ELD’s aren’t a brand-new, outer-space idea someone just came up with yesterday.
I know, it’s hard to believe, but it’s totally true. You know if I’m lying I tell you. Believe it or not, there are fleets who have employed both ELDs and speed limiters for more than 10 years. You know what we call those fleets? (Hey now, this here’s a public market, watch your mouth, son.)
We call them some of the worst safety ratings in the country.
This is the absolute truth, and since it may cost someone their job, I will be vague about it. I once had a safety director from one of these aforementioned fleets tell me, “If you’re in a parking lot and one of our trucks pulls in, get the hell out of there.”

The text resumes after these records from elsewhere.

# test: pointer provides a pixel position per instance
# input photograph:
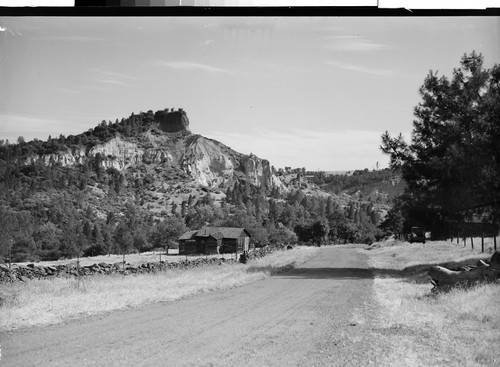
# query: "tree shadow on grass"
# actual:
(416, 273)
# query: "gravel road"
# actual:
(315, 315)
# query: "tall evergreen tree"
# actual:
(452, 164)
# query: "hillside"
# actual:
(138, 183)
(380, 186)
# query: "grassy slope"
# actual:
(457, 328)
(42, 302)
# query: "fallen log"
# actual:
(443, 278)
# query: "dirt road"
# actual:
(315, 315)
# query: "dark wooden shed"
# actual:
(214, 240)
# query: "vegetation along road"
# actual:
(319, 313)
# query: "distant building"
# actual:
(214, 240)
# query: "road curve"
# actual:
(314, 315)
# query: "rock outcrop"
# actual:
(174, 122)
(170, 143)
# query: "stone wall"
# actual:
(32, 271)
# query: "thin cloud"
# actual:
(112, 74)
(360, 69)
(337, 149)
(354, 44)
(10, 31)
(190, 66)
(111, 81)
(69, 91)
(72, 38)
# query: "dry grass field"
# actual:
(456, 328)
(42, 302)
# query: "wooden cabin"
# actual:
(214, 240)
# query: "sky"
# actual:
(313, 92)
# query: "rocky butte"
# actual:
(161, 146)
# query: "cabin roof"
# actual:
(215, 232)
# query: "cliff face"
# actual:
(208, 162)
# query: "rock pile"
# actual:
(32, 271)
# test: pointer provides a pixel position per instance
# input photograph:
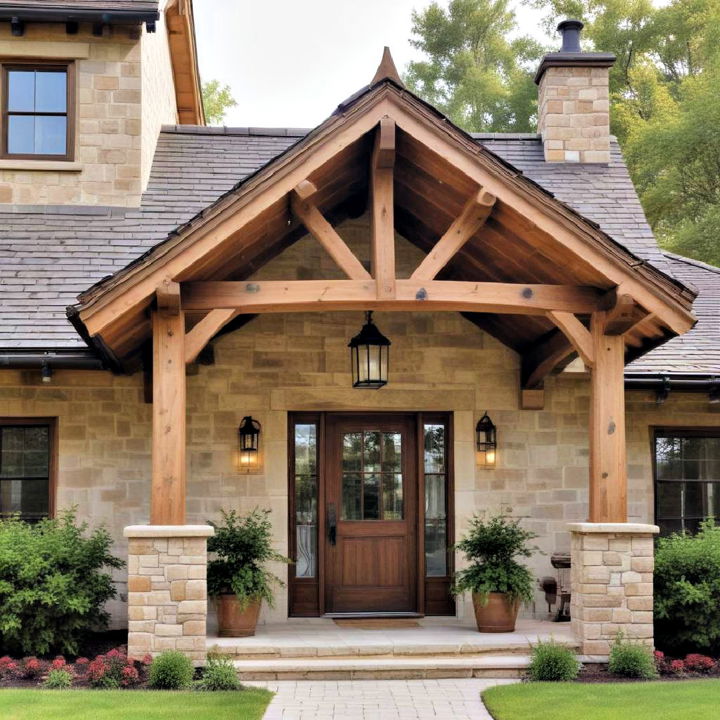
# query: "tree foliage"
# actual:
(665, 104)
(217, 100)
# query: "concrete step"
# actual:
(493, 665)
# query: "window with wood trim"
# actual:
(687, 478)
(27, 467)
(38, 111)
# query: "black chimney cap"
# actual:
(570, 30)
(570, 54)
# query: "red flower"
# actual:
(677, 666)
(699, 663)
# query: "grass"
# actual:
(697, 699)
(132, 705)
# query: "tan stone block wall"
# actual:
(158, 91)
(612, 589)
(574, 114)
(167, 600)
(279, 363)
(125, 92)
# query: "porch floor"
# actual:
(297, 643)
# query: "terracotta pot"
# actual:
(234, 622)
(499, 615)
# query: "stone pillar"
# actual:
(167, 589)
(611, 583)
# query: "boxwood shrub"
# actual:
(53, 587)
(687, 592)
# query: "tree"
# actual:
(479, 78)
(216, 101)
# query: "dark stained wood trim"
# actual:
(52, 423)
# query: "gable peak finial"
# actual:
(387, 70)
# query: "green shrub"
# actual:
(631, 659)
(552, 662)
(491, 547)
(687, 592)
(219, 674)
(58, 680)
(170, 670)
(52, 585)
(243, 544)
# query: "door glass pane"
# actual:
(50, 91)
(352, 496)
(371, 497)
(21, 90)
(352, 452)
(392, 497)
(50, 135)
(306, 485)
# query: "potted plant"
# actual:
(498, 582)
(237, 576)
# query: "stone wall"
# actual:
(124, 91)
(574, 114)
(279, 363)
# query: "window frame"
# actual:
(52, 424)
(671, 431)
(63, 65)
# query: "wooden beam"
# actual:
(608, 461)
(382, 212)
(326, 295)
(308, 213)
(543, 358)
(205, 330)
(471, 219)
(168, 297)
(167, 500)
(576, 333)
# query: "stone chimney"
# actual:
(573, 102)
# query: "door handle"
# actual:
(332, 524)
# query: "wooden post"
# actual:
(167, 504)
(608, 460)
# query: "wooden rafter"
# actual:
(308, 213)
(382, 208)
(578, 335)
(205, 330)
(471, 219)
(444, 295)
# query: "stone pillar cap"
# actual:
(159, 531)
(614, 528)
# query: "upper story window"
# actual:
(38, 103)
(26, 467)
(687, 478)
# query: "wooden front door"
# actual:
(371, 514)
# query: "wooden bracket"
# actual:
(168, 297)
(382, 211)
(473, 216)
(308, 213)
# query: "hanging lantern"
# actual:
(249, 436)
(486, 441)
(369, 356)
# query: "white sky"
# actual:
(290, 62)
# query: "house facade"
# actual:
(161, 281)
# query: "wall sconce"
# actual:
(486, 441)
(249, 438)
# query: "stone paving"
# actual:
(378, 699)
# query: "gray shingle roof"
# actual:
(50, 254)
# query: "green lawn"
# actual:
(132, 705)
(692, 700)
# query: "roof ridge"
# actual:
(227, 130)
(691, 261)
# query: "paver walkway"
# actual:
(378, 699)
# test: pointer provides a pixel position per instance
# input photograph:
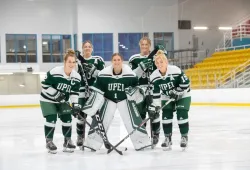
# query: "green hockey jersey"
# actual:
(174, 78)
(133, 63)
(99, 63)
(113, 86)
(57, 80)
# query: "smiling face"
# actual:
(69, 63)
(87, 49)
(145, 45)
(161, 63)
(117, 62)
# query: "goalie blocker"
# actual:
(109, 95)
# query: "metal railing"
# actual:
(233, 48)
(230, 77)
(227, 39)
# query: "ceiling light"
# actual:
(200, 28)
(6, 73)
(225, 28)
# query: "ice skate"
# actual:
(155, 140)
(167, 143)
(68, 145)
(51, 147)
(184, 142)
(80, 141)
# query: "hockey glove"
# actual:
(161, 47)
(175, 93)
(154, 111)
(146, 64)
(90, 69)
(135, 94)
(76, 109)
(60, 97)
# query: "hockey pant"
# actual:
(131, 120)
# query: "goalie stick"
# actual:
(143, 122)
(100, 131)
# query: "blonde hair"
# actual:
(117, 54)
(160, 55)
(70, 53)
(87, 41)
(145, 39)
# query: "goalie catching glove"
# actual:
(146, 64)
(135, 94)
(90, 69)
(175, 93)
(60, 97)
(154, 111)
(76, 109)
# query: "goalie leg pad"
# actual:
(93, 104)
(132, 119)
(107, 112)
(135, 94)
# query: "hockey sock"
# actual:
(182, 117)
(66, 125)
(49, 126)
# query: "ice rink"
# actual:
(219, 139)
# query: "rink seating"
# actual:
(204, 74)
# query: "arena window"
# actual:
(102, 42)
(129, 44)
(21, 48)
(54, 47)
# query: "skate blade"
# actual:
(68, 150)
(183, 149)
(52, 152)
(81, 148)
(169, 148)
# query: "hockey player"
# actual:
(143, 67)
(172, 83)
(61, 84)
(91, 65)
(110, 91)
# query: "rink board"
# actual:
(205, 97)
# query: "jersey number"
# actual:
(184, 78)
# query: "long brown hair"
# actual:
(70, 53)
(116, 54)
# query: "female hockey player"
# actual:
(61, 84)
(143, 67)
(172, 83)
(91, 66)
(108, 95)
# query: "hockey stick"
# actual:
(143, 122)
(100, 131)
(83, 76)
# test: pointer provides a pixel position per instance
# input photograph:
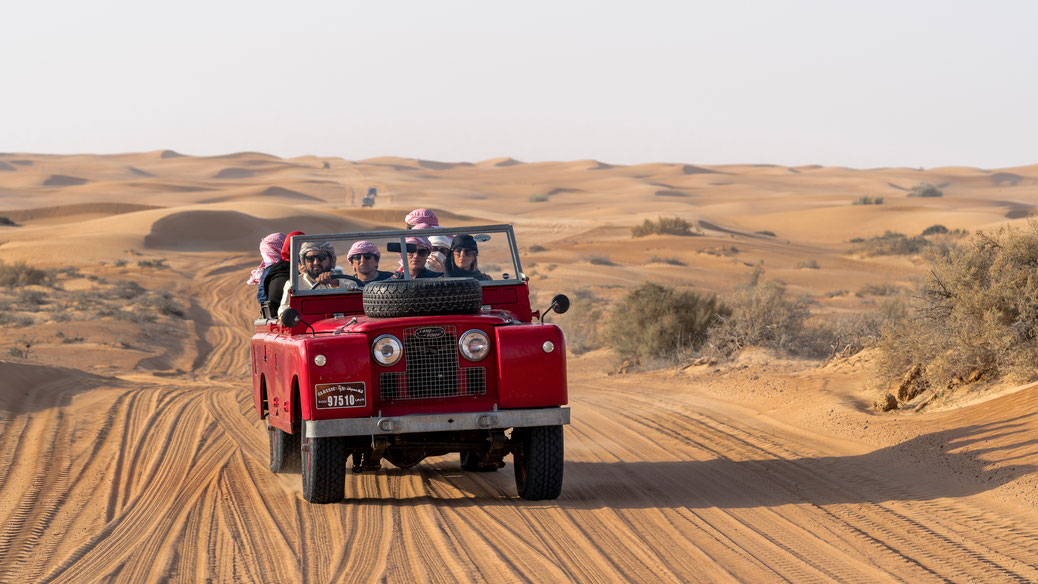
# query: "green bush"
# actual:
(925, 190)
(976, 316)
(20, 274)
(866, 199)
(808, 265)
(880, 289)
(760, 315)
(663, 226)
(671, 260)
(655, 324)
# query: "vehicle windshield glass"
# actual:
(487, 253)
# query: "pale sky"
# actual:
(858, 84)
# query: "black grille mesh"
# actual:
(431, 358)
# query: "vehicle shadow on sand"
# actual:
(949, 464)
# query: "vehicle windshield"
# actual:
(487, 253)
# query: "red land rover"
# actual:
(404, 368)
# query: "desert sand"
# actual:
(130, 450)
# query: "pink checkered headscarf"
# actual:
(419, 243)
(270, 251)
(421, 216)
(362, 247)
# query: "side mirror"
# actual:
(291, 317)
(561, 303)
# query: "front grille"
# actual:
(431, 357)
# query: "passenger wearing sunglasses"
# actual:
(416, 260)
(441, 249)
(464, 259)
(364, 258)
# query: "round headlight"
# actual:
(387, 350)
(473, 344)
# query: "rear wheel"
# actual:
(323, 468)
(539, 459)
(283, 450)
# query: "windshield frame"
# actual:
(402, 234)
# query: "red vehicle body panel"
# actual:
(519, 373)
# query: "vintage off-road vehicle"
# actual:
(401, 369)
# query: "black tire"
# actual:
(539, 457)
(283, 450)
(323, 468)
(387, 299)
(472, 462)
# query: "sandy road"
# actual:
(148, 479)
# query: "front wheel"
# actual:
(283, 450)
(323, 468)
(539, 459)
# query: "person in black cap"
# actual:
(464, 259)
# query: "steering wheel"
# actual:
(336, 277)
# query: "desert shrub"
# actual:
(890, 243)
(721, 251)
(655, 324)
(761, 315)
(20, 274)
(158, 263)
(925, 190)
(29, 300)
(582, 324)
(847, 334)
(879, 289)
(806, 265)
(663, 226)
(135, 314)
(976, 315)
(866, 199)
(671, 260)
(125, 289)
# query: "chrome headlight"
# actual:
(473, 344)
(387, 350)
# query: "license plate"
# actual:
(331, 395)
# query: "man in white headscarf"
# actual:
(317, 270)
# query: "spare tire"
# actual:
(386, 299)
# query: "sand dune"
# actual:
(131, 451)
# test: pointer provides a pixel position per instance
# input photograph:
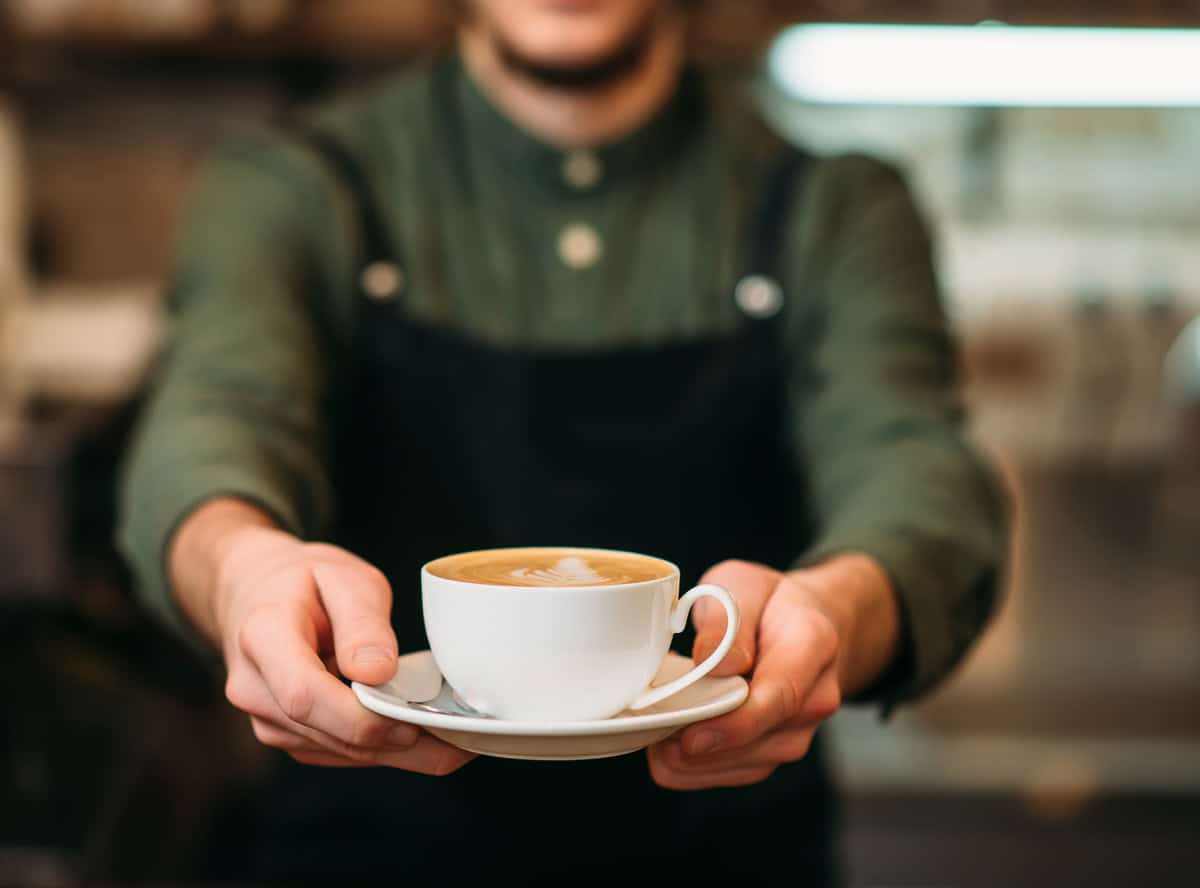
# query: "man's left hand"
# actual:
(795, 645)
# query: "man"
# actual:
(555, 288)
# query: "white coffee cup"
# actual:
(563, 653)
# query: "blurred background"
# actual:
(1066, 751)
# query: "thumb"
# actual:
(358, 600)
(751, 586)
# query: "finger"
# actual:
(789, 744)
(281, 645)
(795, 669)
(247, 691)
(672, 779)
(358, 600)
(430, 756)
(327, 760)
(750, 585)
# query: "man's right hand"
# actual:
(291, 617)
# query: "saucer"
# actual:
(564, 741)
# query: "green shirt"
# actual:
(514, 241)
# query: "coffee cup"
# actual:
(559, 634)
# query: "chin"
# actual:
(567, 34)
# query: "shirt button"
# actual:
(581, 169)
(579, 246)
(382, 281)
(757, 295)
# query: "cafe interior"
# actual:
(1053, 148)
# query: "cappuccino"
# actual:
(550, 568)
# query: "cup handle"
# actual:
(678, 621)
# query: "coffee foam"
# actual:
(550, 568)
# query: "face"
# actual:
(565, 34)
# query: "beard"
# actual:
(581, 77)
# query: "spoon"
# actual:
(421, 685)
(448, 702)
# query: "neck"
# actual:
(579, 118)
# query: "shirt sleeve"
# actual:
(879, 421)
(235, 406)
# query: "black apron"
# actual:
(444, 444)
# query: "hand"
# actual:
(799, 641)
(289, 618)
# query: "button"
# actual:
(579, 246)
(382, 281)
(581, 169)
(757, 295)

That was their safety director. You know, the person who has to sort through the “critical events,” one by one. He literally had to put out fleet-wide messages to tell people where their side mirrors were. Again, that’s not a filthy lie. I wish so bad it were, my teeth ache.
I’m gonna use some of that spiffy collegiate math, and go on to extrapolate some half-truths for you.
Let’s just use 15,000 trucks as a base number. In ten years’ time, there would be no problem mathing out a billion miles between the 15,000. There wouldn’t be enough zeros in the universe to math out how many drivers those 15,000 trucks churned through, so we’ll just say a billion, since the churn rate at most of these fleets is more than 100 percent.
So, considering those billion miles driven, with magic clocks and speed limiters, shouldn’t the safety ratings of these fleets be stellar? Spectacular, even? I mean, borderline unicorns and rainbows? So freakin’ good people make memes about it?
And if the financial advantage to having a magic clock is so great, shouldn’t all those drivers be making bank? Like, buying islands for fun, and populating them with colorful tropical birds?
Oh wait. We forgot the driver part.
See, when you math for real, you have to take into consideration all the factors. And when you divide the billion drivers by the 15,000 trucks, it becomes so apparently evident what the actual problem is, even Virginia Tech couldn’t make it look good.
This is the double-billion burger the American Trucking Associations and the FMCSA, and all the pointy-headed fruitcakes in D.C. — who would rather write letters to their peers about purchased and sliced-and-diced data than look at the real problem in the trucking industry — refuse to eat. They won’t even take a thank-you bite. The actual driver is completely left out of their equations, and that’s why their equations are wrong.
When you math, you math all the way, or it doesn’t make sense to math at all. Pro-ELD propaganda does not address the true safety issue in the industry, and that is the sense that every driver is disposable. There’s always another. (Thin mint, sir? No thank you. Bring me a bucket.)
Enjoy your burger. Would you like fries with that?